Following the publication of a devastating report from security firm ZecOps, which claimed that every iPhone running a version of iOS 6 or newer is vulnerable to remote attacks, Apple has now confirmed the problem is real.

Apple has now gone a step further in talking about this security breach and it has met a controversial response. In an official statement, the company played down ZecOps’ findings, saying: “Apple takes all reports of security threats seriously. We have thoroughly investigated the researcher’s report and, based on the information provided, have concluded these issues do not pose an immediate risk to our users. The researcher identified three issues in Mail, but alone they are insufficient to bypass iPhone and iPad security protections, and we have found no evidence they were used against customers. These potential issues will be addressed in a software update soon. We value our collaboration with security researchers to help keep our users safe and will be crediting the researcher for their assistance.”

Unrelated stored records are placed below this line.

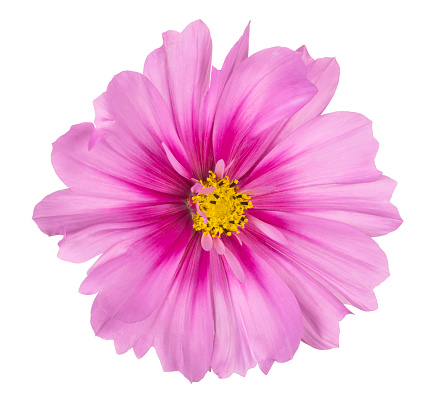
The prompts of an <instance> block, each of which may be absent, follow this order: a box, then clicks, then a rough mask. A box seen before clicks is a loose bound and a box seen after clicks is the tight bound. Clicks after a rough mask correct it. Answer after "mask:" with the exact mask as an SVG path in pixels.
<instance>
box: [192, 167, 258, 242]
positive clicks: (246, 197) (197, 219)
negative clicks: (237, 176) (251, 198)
mask: <svg viewBox="0 0 433 398" xmlns="http://www.w3.org/2000/svg"><path fill="white" fill-rule="evenodd" d="M238 182H239V181H237V180H233V181H230V180H229V178H228V177H227V176H226V177H224V178H223V179H218V178H217V177H216V175H215V174H214V173H213V172H212V171H209V177H208V178H207V180H206V181H205V182H203V181H200V183H201V184H202V186H203V188H207V187H215V190H214V191H213V192H212V193H210V194H207V195H205V194H198V195H195V196H193V197H192V198H191V200H190V201H191V202H192V203H198V206H199V208H200V210H201V211H202V212H203V213H205V214H206V217H207V223H206V224H205V223H204V220H203V217H202V216H200V214H199V213H198V212H196V213H194V215H193V217H192V220H193V221H194V229H195V230H196V231H203V233H204V234H211V236H212V237H215V236H218V237H220V236H221V234H223V233H225V234H226V235H227V236H230V235H231V234H232V232H236V233H237V234H238V233H239V232H240V231H239V230H238V227H242V228H243V227H244V226H245V223H246V222H247V221H248V219H247V218H246V216H245V214H244V211H245V210H246V209H251V208H252V207H253V204H252V203H251V200H250V199H251V198H250V197H249V196H248V195H247V194H245V193H240V192H238V189H239V188H238V187H237V185H236V184H237V183H238Z"/></svg>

In response, ZecOps has stood by its report and issued its own response disputing Apple’s statement. It wrote: “According to ZecOps data, there were triggers in-the-wild for this vulnerability on a few organizations. We want to thank Apple for working on a patch, and we’re looking forward to updating our devices once it’s available. ZecOps will release more information and POCs once a patch is available.” This additional information will make for fascinating reading once iOS 13.4.5 is released. This story seems to be far from over.

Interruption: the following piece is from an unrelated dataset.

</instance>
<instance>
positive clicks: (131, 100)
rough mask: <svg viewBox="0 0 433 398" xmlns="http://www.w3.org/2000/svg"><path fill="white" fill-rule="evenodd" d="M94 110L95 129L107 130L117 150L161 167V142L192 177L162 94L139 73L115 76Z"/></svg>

In an exclusive interview with me, ZecOps CEO Zuk Avraham has pushed back against Apple’s statement downplaying the iOS Mail vulnerability in iPhones. Avraham states these are critical points Apple must address with regards to the discovery:

1. How many triggers were there for this vulnerability (both malicious and non malicious) since iOS 6?

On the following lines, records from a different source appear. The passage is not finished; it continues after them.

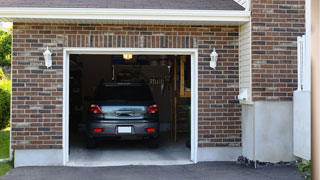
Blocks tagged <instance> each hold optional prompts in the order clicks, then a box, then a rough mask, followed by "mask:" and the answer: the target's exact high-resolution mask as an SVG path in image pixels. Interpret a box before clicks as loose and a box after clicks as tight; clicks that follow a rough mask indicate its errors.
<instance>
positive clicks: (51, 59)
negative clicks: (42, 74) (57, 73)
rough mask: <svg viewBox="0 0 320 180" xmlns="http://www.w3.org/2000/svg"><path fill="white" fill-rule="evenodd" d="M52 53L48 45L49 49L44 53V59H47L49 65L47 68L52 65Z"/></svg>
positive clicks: (47, 65)
mask: <svg viewBox="0 0 320 180" xmlns="http://www.w3.org/2000/svg"><path fill="white" fill-rule="evenodd" d="M51 55H52V53H51V52H50V50H49V48H48V46H47V50H46V51H45V52H44V53H43V56H44V60H45V65H46V66H47V68H49V67H51V66H52V58H51Z"/></svg>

2. How has Apple confirmed that all of these triggers are not malicious?

3. Following previous evidence of remote attacks happening in the wild on iOS users in multiple cases (Pegasus, Google TAG discovery, etc). Is Apple planning to improve forensics information so people will be able to analyze their devices more accurately and continuously (without physical connection to the device) ?

Given the remarkably wide potential impact of this iOS vulnerability, I put these questions directly to Apple but the company has declined to comment on them saying it is “not adding anything beyond the statement at this point.” Despite this silence, I expect Apple to accelerate up the next iOS 13 release and would not be surprised if an update arrives early next week, now the vulnerability is in the open. The bigger question, however, is whether Apple will patch older iPhones which do not support iOS 13. I expect pressure will mount for the company to do so.

So what are we dealing with? What ZecOps discovered is a serious vulnerability in Apple’s iOS Mail app which allows an attacker to remotely infect an iPhone and gain control over their inbox. In addition, not only did ZecOps find that the attacks can happen without an iPhone owner’s knowledge but triggers have been happening for more than two years, with the first trigger subsequently detected back in January 2018.

And there’s a further kicker: ZecOps found that the attacks are easier to perform on iOS 13 than previous generations of iOS. For example, ZecOps explains that with iOS 12, an attacker requires the iPhone user to open a malicious email. But with iOS 13, it can be triggered unassisted simply from the Mail app being opened in the background.